The U.S. House Appropriations Committee also recommended cutting $30 million from the budget of the Commodity Futures Trading Commission, the group that regulates such practices, Larson said. That news came the same week the commission brought federal charges against five oil speculators, accusing them of willfully manipulating the cost of crude oil for profit.

“Prosecutors finally have brought speculators to court. Now Republicans in Congress are proposing cutting that budget by 30 percent? That’s incredible. This is a time when we need more regulation,” he said.

Larson said now is not the time to be cutting funding to the agency, which consists of about 600 people and operates with a budget of $168 million.

Despite being a small agency by federal standards, Guilford said the CTFC has the responsibility of overseeing a $600 trillion commodity market. But House Republicans now want to cut $57 million from the agency’s budget and force layoffs, he said.

“The answer for Republicans as the agency of the federal government is about to bring down manipulation in the crude oil market is—wait, not yet,” he said.
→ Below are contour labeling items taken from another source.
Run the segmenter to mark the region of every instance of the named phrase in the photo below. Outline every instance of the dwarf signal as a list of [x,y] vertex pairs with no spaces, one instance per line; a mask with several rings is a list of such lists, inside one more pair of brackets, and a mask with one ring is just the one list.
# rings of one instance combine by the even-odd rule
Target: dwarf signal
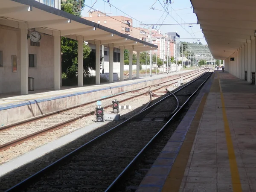
[[104,122],[103,119],[104,110],[103,108],[101,107],[102,102],[100,101],[97,102],[98,107],[96,108],[96,121],[97,122]]
[[119,112],[119,102],[116,99],[112,101],[113,103],[113,111],[114,113],[118,113]]

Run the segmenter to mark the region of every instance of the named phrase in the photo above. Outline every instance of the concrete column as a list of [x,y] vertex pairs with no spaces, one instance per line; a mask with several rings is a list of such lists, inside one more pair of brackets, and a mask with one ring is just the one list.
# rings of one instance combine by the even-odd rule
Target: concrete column
[[250,40],[247,40],[247,82],[251,81],[251,43]]
[[78,40],[78,87],[84,86],[84,39]]
[[251,72],[255,72],[255,37],[251,37]]
[[105,55],[104,55],[104,51],[105,50],[105,48],[104,45],[102,45],[102,73],[104,74],[105,71],[105,66],[104,66],[104,57]]
[[242,48],[241,47],[239,48],[239,63],[240,63],[240,65],[239,65],[239,71],[240,71],[240,74],[239,75],[239,78],[240,79],[242,79],[242,73],[243,73],[243,71],[242,70]]
[[247,43],[244,44],[244,70],[247,71],[247,61],[248,60],[248,46]]
[[61,35],[60,33],[55,32],[53,34],[54,41],[54,90],[61,90]]
[[20,94],[29,94],[28,29],[20,29]]
[[120,49],[120,81],[124,80],[124,48]]
[[239,77],[239,49],[236,51],[236,77]]
[[113,44],[109,45],[109,82],[113,81],[114,47]]
[[130,49],[129,50],[130,54],[129,55],[129,79],[132,79],[132,56],[133,50]]
[[245,70],[245,68],[244,67],[244,61],[245,61],[245,46],[244,45],[242,45],[242,71],[241,73],[242,73],[242,79],[244,79],[244,70]]
[[96,45],[96,84],[100,84],[100,43],[99,41],[95,41]]
[[137,63],[136,70],[136,79],[140,79],[140,52],[137,52]]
Larson admitted there is not much that can be done to stop the proposal from leaving the House but said he’s confident it can be defeated in the Democratic-controlled Senate. But Larson said he would like to encourage a grassroots movement against market manipulation.

“I think the American public needs to be educated to the fact of how much money is spent in Washington to stop usually consumer-oriented legislation, like the Dodd-Frank bill. That was lobbied against severely and now as the regulations and implementation is coming into effect, the lobbying is still going on,” he said.

Larson said that if all else fails, oil prices could be dropped by drawing down the strategic oil reserves maintained by the U.S. Department of Energy. Flooding the market takes away some of the ability of spectators to take advantage of the system, he said.

President Barack Obama has been hesitant to use that option, however.  Larson said he understands why—in this case supply and demand is not the problem, so increasing supply is not really an answer. A better way to address the issue would be to bolster the CFTC, rather than cut it, and implement the Dodd-Frank act on time, he said.